Skyfire Page 10
It was a viable, intelligent strategy. There were no civilians anywhere nearby, and with the Montauk region being a sparsely populated resort area, there was little in the way worth pillaging. Besides, the Commander did have one advantage over his enemy: Time. Because he knew, as his troops did, that so far, the raiders had always “disappeared” long before the sun came up.
Quickly adjusting his infrared spyglasses, he estimated that more than three hundred raiders were now already ashore, with many more appearing by the second. He called to his radioman to get a message off to the LISDF headquarters at Hampton Bays, some thirty-five miles away, telling them of the situation. Then he made sure his own M-16 was loaded.
Several more tense seconds passed and then the commander yelled: “Get ready!” An advance group of more than fifty raiders had reached a point about a hundred yards from the northern tip of the militia’s barricade and they had obviously spotted the defense works. At this point, the commander knew he had no other choice but to engage.
“Aim!” he yelled, knowing that the longer he waited, the more effective the first volley would be. “Fire only on my order …”

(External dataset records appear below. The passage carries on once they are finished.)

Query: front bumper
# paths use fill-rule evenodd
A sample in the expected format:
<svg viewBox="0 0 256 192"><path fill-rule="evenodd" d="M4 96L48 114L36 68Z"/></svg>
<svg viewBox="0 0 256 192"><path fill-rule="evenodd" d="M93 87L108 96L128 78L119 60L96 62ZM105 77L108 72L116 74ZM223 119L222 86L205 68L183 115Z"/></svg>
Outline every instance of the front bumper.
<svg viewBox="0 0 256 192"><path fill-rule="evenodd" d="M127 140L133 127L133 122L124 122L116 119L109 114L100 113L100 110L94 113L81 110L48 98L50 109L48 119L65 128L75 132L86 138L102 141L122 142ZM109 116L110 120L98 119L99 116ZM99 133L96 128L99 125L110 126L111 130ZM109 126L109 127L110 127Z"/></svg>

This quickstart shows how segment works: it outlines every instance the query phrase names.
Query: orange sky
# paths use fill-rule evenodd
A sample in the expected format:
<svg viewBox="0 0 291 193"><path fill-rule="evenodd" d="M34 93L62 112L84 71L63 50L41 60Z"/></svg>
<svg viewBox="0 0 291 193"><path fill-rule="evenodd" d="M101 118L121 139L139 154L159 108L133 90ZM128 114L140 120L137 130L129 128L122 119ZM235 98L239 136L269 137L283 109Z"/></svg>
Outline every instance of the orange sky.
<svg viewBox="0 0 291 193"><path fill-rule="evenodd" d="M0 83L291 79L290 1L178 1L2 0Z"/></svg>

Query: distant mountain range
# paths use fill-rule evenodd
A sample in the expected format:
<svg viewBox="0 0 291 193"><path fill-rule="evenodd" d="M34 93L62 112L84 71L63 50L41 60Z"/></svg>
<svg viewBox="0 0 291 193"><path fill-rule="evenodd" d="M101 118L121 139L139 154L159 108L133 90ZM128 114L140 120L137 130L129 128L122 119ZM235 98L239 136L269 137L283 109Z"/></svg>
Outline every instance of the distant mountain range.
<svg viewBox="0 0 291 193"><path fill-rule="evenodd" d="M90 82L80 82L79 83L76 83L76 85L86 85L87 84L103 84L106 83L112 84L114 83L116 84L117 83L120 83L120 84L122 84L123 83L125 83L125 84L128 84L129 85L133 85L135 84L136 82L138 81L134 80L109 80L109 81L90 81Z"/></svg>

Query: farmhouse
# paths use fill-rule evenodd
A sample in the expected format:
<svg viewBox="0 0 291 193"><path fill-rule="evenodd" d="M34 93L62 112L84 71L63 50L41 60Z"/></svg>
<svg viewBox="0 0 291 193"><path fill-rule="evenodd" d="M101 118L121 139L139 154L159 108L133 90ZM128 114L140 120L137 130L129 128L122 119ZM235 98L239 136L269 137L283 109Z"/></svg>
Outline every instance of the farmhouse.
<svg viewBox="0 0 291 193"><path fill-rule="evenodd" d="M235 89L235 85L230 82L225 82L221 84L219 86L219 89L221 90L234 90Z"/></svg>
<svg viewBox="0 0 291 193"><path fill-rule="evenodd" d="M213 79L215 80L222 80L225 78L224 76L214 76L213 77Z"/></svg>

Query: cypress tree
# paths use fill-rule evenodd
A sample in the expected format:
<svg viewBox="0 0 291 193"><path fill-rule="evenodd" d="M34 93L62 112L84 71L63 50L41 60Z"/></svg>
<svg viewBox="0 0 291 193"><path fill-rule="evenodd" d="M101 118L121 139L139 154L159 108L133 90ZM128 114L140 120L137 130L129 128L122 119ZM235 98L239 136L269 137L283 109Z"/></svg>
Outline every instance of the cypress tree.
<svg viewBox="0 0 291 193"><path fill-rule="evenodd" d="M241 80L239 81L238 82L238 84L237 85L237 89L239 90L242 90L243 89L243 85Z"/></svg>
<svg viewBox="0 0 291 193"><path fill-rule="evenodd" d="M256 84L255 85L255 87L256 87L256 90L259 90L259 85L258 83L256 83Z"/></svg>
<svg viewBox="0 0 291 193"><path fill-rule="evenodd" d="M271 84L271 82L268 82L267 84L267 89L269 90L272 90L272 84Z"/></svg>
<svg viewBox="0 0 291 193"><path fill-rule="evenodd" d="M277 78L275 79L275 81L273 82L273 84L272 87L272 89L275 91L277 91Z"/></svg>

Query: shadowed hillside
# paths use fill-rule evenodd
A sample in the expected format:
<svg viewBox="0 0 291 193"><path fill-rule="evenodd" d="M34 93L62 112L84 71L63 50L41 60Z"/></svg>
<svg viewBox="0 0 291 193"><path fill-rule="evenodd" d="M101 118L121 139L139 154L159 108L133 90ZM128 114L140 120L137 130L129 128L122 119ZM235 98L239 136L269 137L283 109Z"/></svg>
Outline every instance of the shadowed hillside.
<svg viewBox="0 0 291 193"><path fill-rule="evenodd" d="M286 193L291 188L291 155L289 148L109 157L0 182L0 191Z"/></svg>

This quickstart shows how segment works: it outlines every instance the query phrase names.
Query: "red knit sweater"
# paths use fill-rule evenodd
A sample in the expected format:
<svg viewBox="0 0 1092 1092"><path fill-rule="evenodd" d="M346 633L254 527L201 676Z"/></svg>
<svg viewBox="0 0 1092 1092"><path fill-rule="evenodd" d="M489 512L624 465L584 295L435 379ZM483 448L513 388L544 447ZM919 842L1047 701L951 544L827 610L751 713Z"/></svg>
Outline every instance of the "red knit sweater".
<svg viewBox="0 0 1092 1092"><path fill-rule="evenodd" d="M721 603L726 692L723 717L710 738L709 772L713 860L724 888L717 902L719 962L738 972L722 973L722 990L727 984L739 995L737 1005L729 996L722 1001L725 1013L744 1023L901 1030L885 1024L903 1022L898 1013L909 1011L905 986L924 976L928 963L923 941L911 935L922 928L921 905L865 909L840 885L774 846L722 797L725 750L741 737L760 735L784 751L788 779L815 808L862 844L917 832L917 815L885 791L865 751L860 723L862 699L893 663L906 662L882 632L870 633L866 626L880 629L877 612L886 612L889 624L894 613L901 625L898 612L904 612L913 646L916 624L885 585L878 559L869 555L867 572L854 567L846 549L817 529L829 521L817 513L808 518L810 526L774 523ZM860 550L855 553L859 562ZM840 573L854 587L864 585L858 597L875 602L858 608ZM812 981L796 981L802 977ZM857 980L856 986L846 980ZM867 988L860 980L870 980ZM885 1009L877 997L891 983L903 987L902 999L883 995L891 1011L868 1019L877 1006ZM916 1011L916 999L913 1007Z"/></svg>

But suddenly his first lieutenant was tugging violently at his shoulder.
“Sir!” the man said in a terrifying whisper. “Look … to the south!”
The Commander spun to his right and adjusted his NightScope.
“Oh, damn—no …” he whispered.
Approaching from their right flank was an even larger force of the enemy.
“And they’re behind us, too …” the young officer said shakily, pointing to still more shadows heading toward them from the dunes to their west.
“We’re surrounded, sir …” the lieutenant blurted out.
A second later, they heard the bugles.
Until this day, Lee Goldstein had never killed a person before. He was a musician by trade, devoted to bringing people entertainment, not pain.
But now, as the sergeant in charge of the southernmost flank of the LISDF barricade, Goldstein was suddenly killing people by the dozens, firing furiously at the hundreds of raiders that had attacked the weak side of the LISDF line.
It was a slow-motion nightmare come to life. The screams of his men, the nonstop firing of the guns on both sides, the frightening drone of the enemy’s bugles. The air itself was drenched in panic. Men were being ripped by bullets all around him. Death and pandemonium were everywhere.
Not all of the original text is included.